Ele não servirá para mais nada, senão para ser
jogado fora e ser pisado pelos homens.
Vós sois a luz do mundo. Não pode ficar escondida uma
cidade construída sobre um monte. Ninguém acende uma lâmpada
e a coloca debaixo de uma vasilha, mas sim num candeeiro, onde brilha
para todos que estão na casa.
Assim também brilhe a vossa luz diante dos homens, para que vejam
as vossas boas obras e louvem o vosso Pai que está nos céus.
- Palavra da Salvação.
Reflexão do Evangelho
O nosso texto faz parte do Sermão da Montanha, cujos princípios
eram resumidos nas Bem-aventuranças (Mt 5,1-12). Os versículos
de hoje se dirigiam às comunidades dos “pobres em espírito”,
cuja proposta de vida era a vivência do espírito das bem-aventuranças.
Mateus usa as metáforas de sal e luz para aplicá-las aos
ouvintes do Sermão da Montanha.
O sal era de suma importância no Oriente Médio. Era usado
como tempero para dar sabor à comida e também para conservá-la.

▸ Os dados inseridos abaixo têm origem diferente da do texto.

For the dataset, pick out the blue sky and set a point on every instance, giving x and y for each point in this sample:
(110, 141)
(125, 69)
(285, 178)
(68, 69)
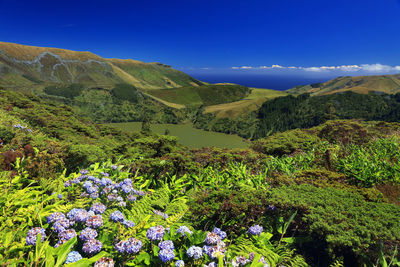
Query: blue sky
(198, 36)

Também a imagem do sal era usada para simbolizar a Sabedoria
e a Lei. Mateus afirma que os discípulos deve fazer com que o
mundo se torne saboroso em sua aliança com Deus, através
da vivência que nasce da sabedoria de Jesus e a nova Lei, do Sermão
da Montanha. Se não assumirem essa missão, servem para
nada e merecem ser jogados fora como sal insosso. Essa missão
se realiza através da vivência da plena justiça,
muito mais do que uma prática externa de leis: “Se
a vossa justiça não for maior do que a dos doutores da
Lei e dos fariseus, vocês não entrarão no Reino
do Céu”(Mt 5,20).
As outras imagens também são tiradas da experiência
da Palestina do tempo de Jesus. Se a imagem da “cidade situada
sobre um monte" foi tirada de Galiléia, talvez se refira
à cidade de Hippos, se não, poderia ser Jerusalém.
A imagem da lâmpada que ilumina todos na casa, vem do fato de
que a casa normal dum pobre na Palestina consistia duma sala só.

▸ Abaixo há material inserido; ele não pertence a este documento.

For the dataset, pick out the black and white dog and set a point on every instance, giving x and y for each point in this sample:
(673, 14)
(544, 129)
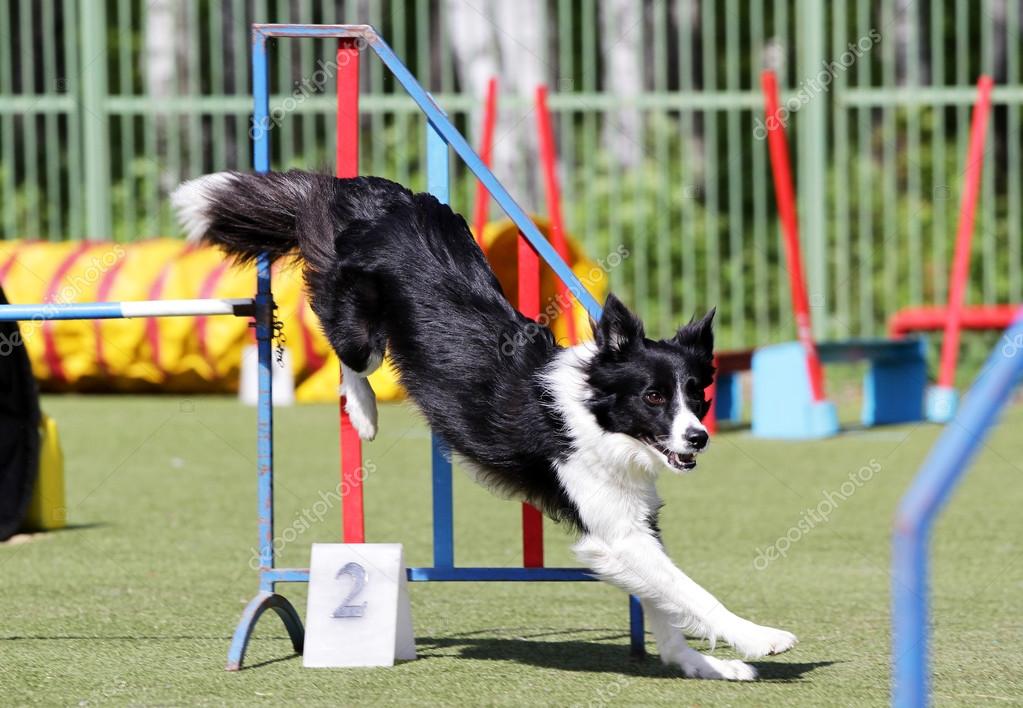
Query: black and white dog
(581, 433)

Através da prática dos discípulos, a luz de Deus
deve iluminar a sociedade, desmascarando as injustiças e apontada
para a justiça do Reino do Céu.
O versículo 16 mantém um equilíbrio entre praticar
as boas-obras e evitar o orgulho ou a vaidade por causa delas. A vida
do discipulato descrita no Sermão não deve levar à
arrogância, tão típica de alguns “piedosos”
ou “justos”, mas à conversão de muitos ao
Pai. Mateus se refere a Is 42,6 e 49,6 que mostram que o Servo de Deus
traz luz e salvação para todos o povos.
Mais uma vez, o Evangelho de Mateus enfatiza a missão da comunidade
cristã. Somos chamados a dilatar o Reino de Deus no mundo. Não
é possível ser discípulo e manter uma vida individualista,
fechada em si própria. A nossa maior pregação deve
ser a nossa luta em prol do mundo que Deus quer, para que “todos
tenha a vida e a vida em abundância”(cf. Jo 10,10).
Uma vida cristã que não se engaja nisso, se torna como
sal insosso, luz apagada, e serve para nada. Mas a motivação
é clara – nada em benefício próprio, mas
tudo para que as pessoas cheguem a conhecer o nosso Pai amoroso.